*"Ai Sanga Dope Huallang?"*
*(Masih Sempatkah Saya Makan Buahnya?)*
Menjual bibit buah-buahan sebenarnya bukan semata-mata untuk mencari keuntungan. Ini adalah misi saya untuk mengajak semua orang—terutama para perantau—agar mau menanam pohon buah di tanah atau kampung halamannya masing-masing. Buah apa pun itu. Potensi tanaman buah ini keuntungannya sangat besar dan bisa sangat membantu menggerakkan perekonomian di kampung halaman.
Tanaman Enau atau *Bagot* adalah salah satu yang paling saya anjurkan untuk ditanam. Menurut saya, tanaman ini sangat menguntungkan dan hanya membutuhkan perawatan minimal.
Namun, saat menawarkan bibit-bibit ini kepada pembeli, kalimat yang paling sering saya dengar adalah: *"Ai sanga dope huallang hasil ni i?"* (Masih sempatkah saya makan buahnya?). Mendengar pertanyaan seperti itu, jujur saja, semangat saya sering kali menyusut. Apa maksudnya? Apakah dia merasa akan segera meninggal sehingga tidak perlu memikirkannya lagi? Bahkan, ada yang usianya masih tergolong muda, sekitar 50 tahun, melontarkan pertanyaan yang sama kepada saya.

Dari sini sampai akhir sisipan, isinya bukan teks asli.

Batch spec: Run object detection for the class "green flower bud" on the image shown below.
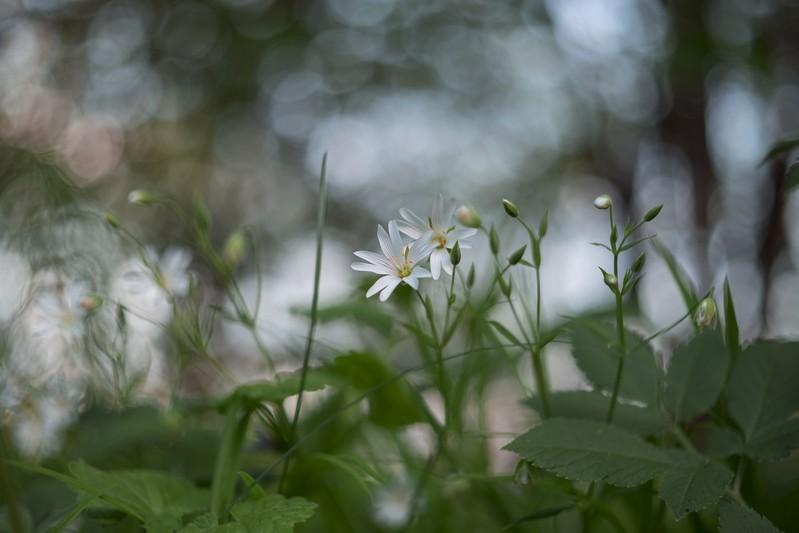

Terkadang agak malas rasanya untuk menjawab. Namun, tetap saya jelaskan bahwa Aren dan Durian biasanya mulai panen di umur 5 sampai 6 tahun. Sedangkan Alpukat dan Mangga sekitar 3 sampai 5 tahun. Jadi secara hitungan logis, tentu masih sangat sempat untuk menikmati hasilnya. Begitulah jawaban saya. Walaupun di dalam hati saya bergumam, umur itu Tuhan yang menentukan, bukan saya. Seperti tertulis dalam **Mazmur 90:10**, *"Masa hidup kami tujuh puluh tahun dan jika kami kuat, delapan puluh tahun."*
Dari diskusi dan pertanyaan-pertanyaan tersebut, saya pun merenung. *Bah*, cukup egois juga pemikiran sebagian saudara sebangsaku ini, Bangsa Batak. Pola pikirnya seakan menjadi: *kalau tidak bisa dinikmati sendiri, ya untuk apa dikerjakan.* Padahal, hidupnya sudah sangat diberkati oleh Tuhan. Bukankah kita sering sekali mendengar ungkapan, "Diberkati untuk menjadi berkat" (*blessed to be a blessing*)? Sesuai firman Tuhan dalam **Kejadian 12:2-3**, *"Aku akan memberkati engkau... dan engkau akan menjadi berkat."* Jangan-jangan, prinsip itu *holan hata nama i* (hanya sebatas di bibir saja)?
Saya jadi teringat pada kisah Ishak. Dalam **Kejadian 27:2**, berkatalah Ishak: *"Lihat, aku sudah tua, aku tidak tahu bila hari kematianku..."* Lalu, seperti yang kita tahu, terjadilah peristiwa di mana hak kesulungan jatuh ke tangan Yakub. Saat itu Ishak merasa usianya sudah di penghujung dan merasa sudah saatnya memberi berkat kepada anaknya, Esau. Namun fakta menariknya, setelah memberikan berkat tersebut, Ishak ternyata masih hidup sekitar 60 tahun lagi!
Mahatma Gandhi pernah berkata, *"Hiduplah seolah engkau mati besok. Belajarlah seolah engkau hidup selamanya."* Firman Tuhan bahkan menyampaikannya dengan lebih tajam dalam **Roma 14:8**: *"Sebab jika kita hidup, kita hidup untuk Tuhan, dan jika kita mati, kita mati untuk Tuhan. Jadi baik hidup atau mati, kita adalah milik Tuhan."*
Mari kita terus berbuat yang terbaik dan menjadi berkat. Hasil dari apa yang kita tanam tidak harus selalu kita nikmati sendiri, tetapi mari bersama-sama mewariskan berkat bagi sesama.